Nomi collected information on about 9 million mobile devices during the first nine months of 2013, the FTC alleged. It used a technique called "hashing" to obscure MAC addresses that could be used to identify a particular smartphone. But it still generated a unique code that was associated with those devices allowing them to be tracked over time and potentially revealing sensitive information about a shopper's movements, according to the FTC.
The company used the tracking information to give retailers insight into their customer base -- for instance, how many repeat customers they had during a given period and how long consumers stayed in the store, the FTC said.
Nomi did not provide a way for consumers to opt out of being tracked through the physical stores they were shopping in, as it promised in late 2012, the complaint alleged -- in fact, consumers were not told they were being tracked at all. It did provide a way to opt out through its Web site, but that was not enough, according to the FTC.

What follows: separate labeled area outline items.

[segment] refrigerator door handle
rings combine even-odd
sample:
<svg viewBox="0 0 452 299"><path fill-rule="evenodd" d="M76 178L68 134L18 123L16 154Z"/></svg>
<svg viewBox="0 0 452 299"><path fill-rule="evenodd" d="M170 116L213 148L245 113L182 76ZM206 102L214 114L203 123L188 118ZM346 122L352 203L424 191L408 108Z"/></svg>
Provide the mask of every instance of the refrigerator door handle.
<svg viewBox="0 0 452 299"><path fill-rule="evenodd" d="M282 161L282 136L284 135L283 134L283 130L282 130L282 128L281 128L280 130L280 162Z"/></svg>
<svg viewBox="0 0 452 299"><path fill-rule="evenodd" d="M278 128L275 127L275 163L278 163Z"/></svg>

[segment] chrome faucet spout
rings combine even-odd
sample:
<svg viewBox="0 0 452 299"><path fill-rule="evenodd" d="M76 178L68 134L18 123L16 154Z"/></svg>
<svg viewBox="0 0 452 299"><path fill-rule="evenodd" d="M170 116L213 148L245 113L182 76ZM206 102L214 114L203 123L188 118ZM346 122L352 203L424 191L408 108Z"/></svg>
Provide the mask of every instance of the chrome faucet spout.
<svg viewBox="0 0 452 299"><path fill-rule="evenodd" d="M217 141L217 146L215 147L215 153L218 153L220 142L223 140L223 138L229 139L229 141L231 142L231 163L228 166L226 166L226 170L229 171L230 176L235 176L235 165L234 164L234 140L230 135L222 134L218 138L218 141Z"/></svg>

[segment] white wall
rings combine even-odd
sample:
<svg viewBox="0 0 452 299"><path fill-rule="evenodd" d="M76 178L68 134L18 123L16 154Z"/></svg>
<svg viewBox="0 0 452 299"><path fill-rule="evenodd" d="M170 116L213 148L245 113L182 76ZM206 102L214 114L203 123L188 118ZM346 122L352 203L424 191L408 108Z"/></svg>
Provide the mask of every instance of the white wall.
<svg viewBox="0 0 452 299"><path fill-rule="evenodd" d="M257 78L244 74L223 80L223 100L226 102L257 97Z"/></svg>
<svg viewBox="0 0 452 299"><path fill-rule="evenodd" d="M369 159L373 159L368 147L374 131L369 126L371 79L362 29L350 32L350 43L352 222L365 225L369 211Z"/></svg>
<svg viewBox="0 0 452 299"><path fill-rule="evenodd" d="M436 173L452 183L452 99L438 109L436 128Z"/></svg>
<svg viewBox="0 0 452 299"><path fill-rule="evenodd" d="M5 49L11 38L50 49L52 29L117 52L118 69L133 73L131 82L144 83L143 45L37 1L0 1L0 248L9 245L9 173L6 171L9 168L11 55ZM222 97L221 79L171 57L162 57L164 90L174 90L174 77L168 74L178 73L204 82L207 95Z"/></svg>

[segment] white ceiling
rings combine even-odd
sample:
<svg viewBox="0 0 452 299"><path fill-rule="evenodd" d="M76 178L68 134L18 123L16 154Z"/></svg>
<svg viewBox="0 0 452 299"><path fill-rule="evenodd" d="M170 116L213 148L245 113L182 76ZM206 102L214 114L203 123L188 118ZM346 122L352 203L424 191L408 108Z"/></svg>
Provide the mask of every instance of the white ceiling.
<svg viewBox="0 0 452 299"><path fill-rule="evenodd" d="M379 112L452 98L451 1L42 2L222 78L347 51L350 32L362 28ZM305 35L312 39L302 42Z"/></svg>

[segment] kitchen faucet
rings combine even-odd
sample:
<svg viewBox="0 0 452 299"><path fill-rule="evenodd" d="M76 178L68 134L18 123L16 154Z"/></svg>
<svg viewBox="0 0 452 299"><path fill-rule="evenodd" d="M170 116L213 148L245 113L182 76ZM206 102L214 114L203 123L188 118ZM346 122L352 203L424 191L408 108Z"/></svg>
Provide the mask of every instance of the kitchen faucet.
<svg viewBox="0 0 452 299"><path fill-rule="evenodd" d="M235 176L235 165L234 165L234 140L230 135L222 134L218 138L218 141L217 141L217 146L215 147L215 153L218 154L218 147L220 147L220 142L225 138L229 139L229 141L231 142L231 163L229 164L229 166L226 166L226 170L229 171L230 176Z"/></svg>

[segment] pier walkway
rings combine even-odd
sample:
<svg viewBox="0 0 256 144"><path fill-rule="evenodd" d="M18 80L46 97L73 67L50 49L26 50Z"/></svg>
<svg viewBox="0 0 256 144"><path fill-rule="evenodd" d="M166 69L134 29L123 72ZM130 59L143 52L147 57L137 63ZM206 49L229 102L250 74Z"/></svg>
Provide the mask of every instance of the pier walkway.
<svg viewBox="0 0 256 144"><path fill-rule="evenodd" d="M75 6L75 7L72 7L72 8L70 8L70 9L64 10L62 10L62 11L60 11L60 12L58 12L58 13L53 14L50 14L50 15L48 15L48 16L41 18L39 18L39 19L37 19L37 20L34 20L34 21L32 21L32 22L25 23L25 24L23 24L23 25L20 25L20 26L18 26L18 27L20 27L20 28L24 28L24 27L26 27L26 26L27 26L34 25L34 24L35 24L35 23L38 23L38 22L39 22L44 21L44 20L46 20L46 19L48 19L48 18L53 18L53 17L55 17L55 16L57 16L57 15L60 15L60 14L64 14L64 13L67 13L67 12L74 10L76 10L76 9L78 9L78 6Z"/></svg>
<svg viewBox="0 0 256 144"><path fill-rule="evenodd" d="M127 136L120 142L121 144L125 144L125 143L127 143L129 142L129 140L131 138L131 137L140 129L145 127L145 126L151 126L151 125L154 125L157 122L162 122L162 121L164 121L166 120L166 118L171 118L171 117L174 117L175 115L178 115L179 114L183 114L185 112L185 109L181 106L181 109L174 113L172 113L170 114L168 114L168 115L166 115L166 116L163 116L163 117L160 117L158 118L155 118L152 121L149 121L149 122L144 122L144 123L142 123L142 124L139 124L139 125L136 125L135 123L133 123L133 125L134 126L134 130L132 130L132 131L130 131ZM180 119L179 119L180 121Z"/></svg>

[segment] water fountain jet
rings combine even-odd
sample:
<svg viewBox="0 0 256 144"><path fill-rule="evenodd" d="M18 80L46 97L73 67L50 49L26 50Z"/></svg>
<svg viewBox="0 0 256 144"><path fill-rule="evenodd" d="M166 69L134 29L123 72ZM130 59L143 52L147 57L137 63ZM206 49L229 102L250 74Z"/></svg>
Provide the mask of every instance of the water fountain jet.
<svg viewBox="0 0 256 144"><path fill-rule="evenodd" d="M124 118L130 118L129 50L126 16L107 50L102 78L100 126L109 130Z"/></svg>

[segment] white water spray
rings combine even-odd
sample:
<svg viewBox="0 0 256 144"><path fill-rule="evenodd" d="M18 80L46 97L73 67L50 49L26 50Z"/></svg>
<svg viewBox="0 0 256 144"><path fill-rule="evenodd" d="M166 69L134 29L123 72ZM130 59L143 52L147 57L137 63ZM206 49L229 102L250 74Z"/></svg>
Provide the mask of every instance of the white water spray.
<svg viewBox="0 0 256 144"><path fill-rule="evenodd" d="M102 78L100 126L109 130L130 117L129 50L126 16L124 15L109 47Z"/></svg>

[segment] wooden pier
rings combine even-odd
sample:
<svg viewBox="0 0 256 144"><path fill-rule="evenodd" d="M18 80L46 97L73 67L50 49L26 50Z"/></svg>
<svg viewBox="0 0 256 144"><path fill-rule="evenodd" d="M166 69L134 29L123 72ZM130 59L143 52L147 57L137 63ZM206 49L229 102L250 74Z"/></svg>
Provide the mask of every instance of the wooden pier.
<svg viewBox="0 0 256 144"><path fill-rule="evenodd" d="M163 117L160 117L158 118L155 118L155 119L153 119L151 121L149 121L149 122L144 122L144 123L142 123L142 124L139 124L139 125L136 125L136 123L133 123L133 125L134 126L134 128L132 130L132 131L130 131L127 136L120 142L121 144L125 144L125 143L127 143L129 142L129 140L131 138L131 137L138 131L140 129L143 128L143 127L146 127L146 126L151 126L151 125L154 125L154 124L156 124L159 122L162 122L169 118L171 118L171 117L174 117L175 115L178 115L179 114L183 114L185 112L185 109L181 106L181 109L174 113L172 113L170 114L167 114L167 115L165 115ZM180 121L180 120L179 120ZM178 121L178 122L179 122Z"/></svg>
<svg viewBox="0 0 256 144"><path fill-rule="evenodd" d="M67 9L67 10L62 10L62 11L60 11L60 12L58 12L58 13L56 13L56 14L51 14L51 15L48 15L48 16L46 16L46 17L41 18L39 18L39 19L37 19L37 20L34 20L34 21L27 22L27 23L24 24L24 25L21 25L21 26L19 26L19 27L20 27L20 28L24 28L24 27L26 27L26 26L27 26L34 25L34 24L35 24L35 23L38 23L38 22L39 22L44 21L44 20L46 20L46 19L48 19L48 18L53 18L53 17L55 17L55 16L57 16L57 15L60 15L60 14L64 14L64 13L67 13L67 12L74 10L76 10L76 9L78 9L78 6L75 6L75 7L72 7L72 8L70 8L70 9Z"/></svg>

“It’s vital that companies keep their privacy promises to consumers when working with emerging technologies, just as it is in any other context,” said Jessica Rich, director of the FTC’s Bureau of Consumer Protection in a news release. “If you tell a consumer that they will have choices about their privacy, you should make sure all of those choices are actually available to them."
Under the terms of the settlement, Nomi agreed to abide by its privacy promises and not misrepresent consumers' options to block being tracked. The agreement will be open for public comments for 30 days before the commission finalizes it. The commission voted 3-2 to issue the complaint and accept the consent order, with Commissioners Maureen Ohlhausen and Joshua Wright dissenting.